A sit-down with Javier Solana

CAMBRIDGE, Massachusetts – As the former Secretary General of the Council of the European Union and the EU’s High Representative for the Common Foreign and Security Policy, Javier Solana presided over a decade of dramatic growth.

From 1999 to 2009, he was the face of the EU and the spirit of a bold assertion of the idea of a nascent body that was in the process of defining itself.

And, well, let’s just say a lot has changed since he left the helm.

The European economic crisis has put the EU in a very uncertain place with many questions swirling about its fate and its future.

Solana, who is now President of the Centre for Humanitarian Dialogue and President of the ESADE Centre for Global Economics and Geopolitics, has spent the last week trying to answer some of those questions at Harvard University. He came to the campus at the invitation of the Kennedy School’s Future of Diplomacy Project headed by former Under Secretary of State for Political Affairs and former US Ambassador to NATO, R. Nicholas Burns.

GlobalPost was offered an interview with Solana at Harvard University’s Center for European Studies, where the graduate students and faculty greeted him like a rock star. I covered Solana as Europe Bureau Chief for the Boston Globe from 2001 to 2006 and had a chance this week to catch up with him. Here are five questions GlobalPost put to Javier Solana on the current and still-unfolding crisis of the EU.

Q: The EU is in a particularly challenging moment. Is it a crisis, a turning point, or how would you characterize the moment?
A: The EU is in the middle of a crisis. There is no doubt about that. And the outcome of this crisis really has two possibilities. It is a kind of fracturing. Or it is a further integration.

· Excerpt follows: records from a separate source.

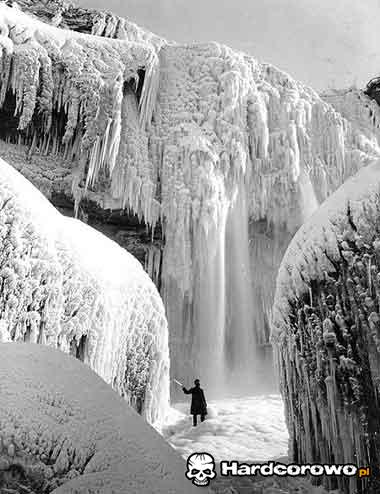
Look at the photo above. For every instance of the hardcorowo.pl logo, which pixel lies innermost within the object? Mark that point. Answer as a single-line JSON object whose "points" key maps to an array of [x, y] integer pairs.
{"points": [[201, 469]]}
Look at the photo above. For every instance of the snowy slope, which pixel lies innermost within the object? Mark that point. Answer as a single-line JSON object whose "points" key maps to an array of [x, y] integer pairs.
{"points": [[65, 285], [231, 141], [70, 433], [325, 329]]}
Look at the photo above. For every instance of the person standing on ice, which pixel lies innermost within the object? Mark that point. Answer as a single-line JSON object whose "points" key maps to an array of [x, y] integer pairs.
{"points": [[198, 402]]}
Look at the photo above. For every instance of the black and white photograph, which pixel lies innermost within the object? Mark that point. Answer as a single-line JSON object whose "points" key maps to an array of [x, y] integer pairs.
{"points": [[189, 247]]}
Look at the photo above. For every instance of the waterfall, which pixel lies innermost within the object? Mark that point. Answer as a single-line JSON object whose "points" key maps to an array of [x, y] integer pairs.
{"points": [[240, 348]]}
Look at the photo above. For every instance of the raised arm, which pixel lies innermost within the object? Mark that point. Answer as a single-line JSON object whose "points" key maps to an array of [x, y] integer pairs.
{"points": [[204, 399]]}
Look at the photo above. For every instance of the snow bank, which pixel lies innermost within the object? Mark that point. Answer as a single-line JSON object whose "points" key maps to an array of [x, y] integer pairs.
{"points": [[325, 328], [244, 429], [65, 285], [64, 430], [197, 138]]}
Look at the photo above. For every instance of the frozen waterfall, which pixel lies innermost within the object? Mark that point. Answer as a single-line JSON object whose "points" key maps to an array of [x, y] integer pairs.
{"points": [[227, 156]]}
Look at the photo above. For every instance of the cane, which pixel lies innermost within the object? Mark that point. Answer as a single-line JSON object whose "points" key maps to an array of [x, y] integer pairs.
{"points": [[179, 384]]}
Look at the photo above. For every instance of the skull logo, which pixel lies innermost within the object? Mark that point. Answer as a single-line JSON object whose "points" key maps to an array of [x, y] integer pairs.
{"points": [[200, 469]]}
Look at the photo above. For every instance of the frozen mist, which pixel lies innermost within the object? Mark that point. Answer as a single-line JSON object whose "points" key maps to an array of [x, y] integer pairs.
{"points": [[219, 157]]}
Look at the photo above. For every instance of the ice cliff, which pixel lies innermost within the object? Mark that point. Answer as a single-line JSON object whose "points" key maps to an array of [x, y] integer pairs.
{"points": [[63, 430], [225, 155], [65, 285], [326, 331]]}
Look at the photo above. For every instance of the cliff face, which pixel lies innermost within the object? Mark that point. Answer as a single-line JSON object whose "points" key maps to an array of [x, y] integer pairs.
{"points": [[326, 331], [66, 286], [218, 157]]}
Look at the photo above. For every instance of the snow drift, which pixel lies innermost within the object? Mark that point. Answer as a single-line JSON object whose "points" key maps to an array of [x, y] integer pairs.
{"points": [[65, 285], [326, 327], [64, 430], [206, 142]]}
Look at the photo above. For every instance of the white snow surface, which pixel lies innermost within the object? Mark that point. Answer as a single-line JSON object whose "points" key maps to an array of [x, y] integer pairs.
{"points": [[306, 252], [59, 419], [245, 429], [225, 128], [66, 285]]}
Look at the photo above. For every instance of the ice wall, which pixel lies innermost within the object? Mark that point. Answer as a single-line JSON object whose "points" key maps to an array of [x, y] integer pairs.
{"points": [[325, 329], [65, 285], [203, 140]]}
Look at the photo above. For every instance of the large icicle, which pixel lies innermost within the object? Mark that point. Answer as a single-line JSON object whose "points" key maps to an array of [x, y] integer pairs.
{"points": [[65, 285], [325, 329], [227, 134]]}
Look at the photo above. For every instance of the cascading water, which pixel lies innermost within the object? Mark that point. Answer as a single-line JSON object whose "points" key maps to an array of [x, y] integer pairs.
{"points": [[240, 348]]}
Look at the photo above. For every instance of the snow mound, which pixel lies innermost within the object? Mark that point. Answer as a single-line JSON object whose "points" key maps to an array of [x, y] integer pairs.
{"points": [[64, 430], [325, 328], [230, 140], [244, 429], [65, 285]]}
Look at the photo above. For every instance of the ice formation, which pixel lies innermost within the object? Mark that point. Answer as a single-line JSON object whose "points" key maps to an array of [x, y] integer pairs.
{"points": [[214, 147], [63, 430], [325, 329], [65, 285]]}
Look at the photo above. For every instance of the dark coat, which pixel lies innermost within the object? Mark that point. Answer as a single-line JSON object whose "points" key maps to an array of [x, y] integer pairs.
{"points": [[198, 401]]}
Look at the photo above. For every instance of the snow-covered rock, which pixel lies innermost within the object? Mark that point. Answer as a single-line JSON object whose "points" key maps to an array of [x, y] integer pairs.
{"points": [[199, 139], [64, 430], [65, 285], [326, 331]]}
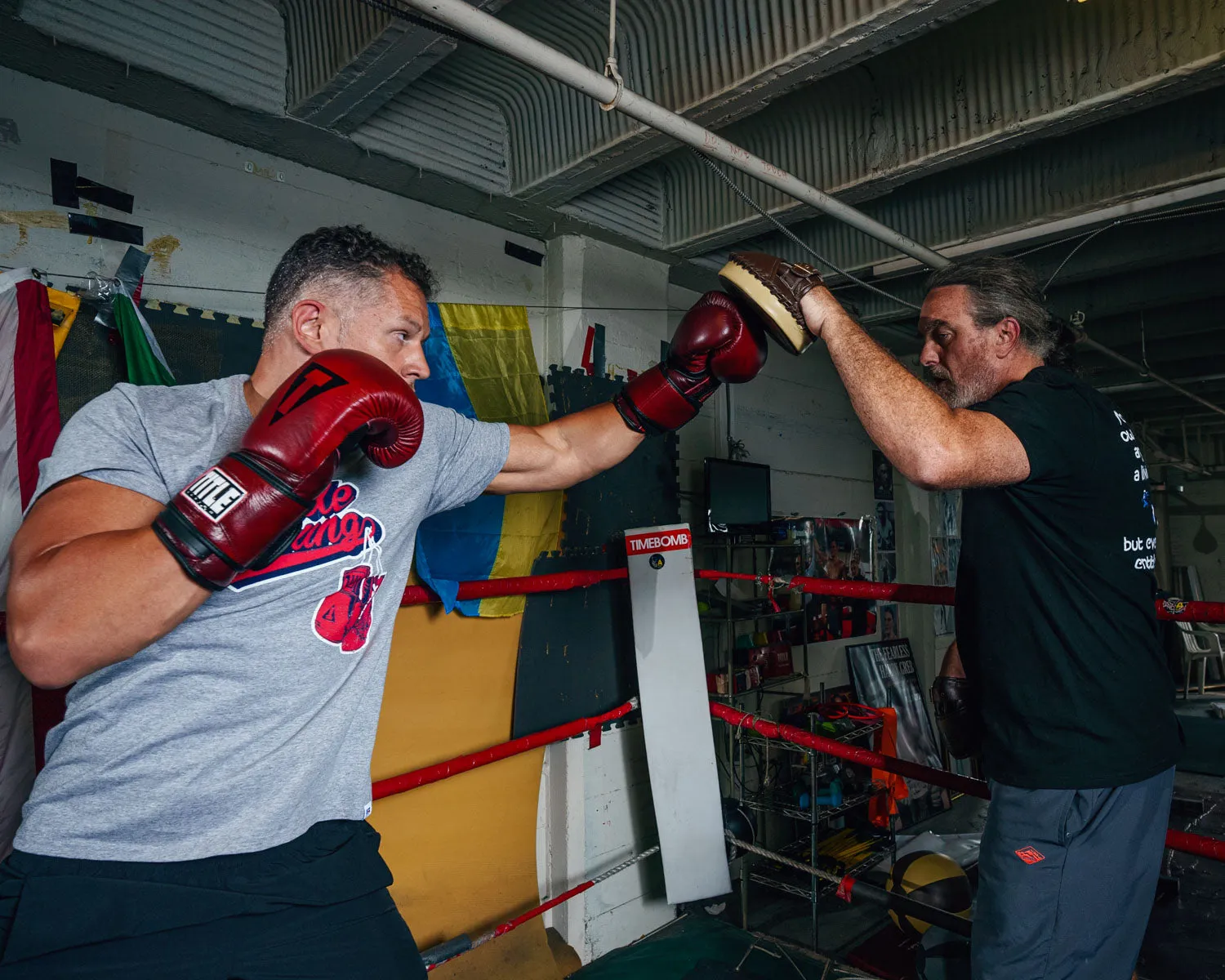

Q: How does the EU get through this, and how does it return to growth?
A: The only way out is through more and deeper integration. The return to growth, well, that is a harder question and one that would take a lot of time. The return to growth is going to be a big challenge. One way to start this process is to establish a European fund, a collective investment that would be strategically applied to growth. By only cutting and austerity measures, we will never come out of this situation.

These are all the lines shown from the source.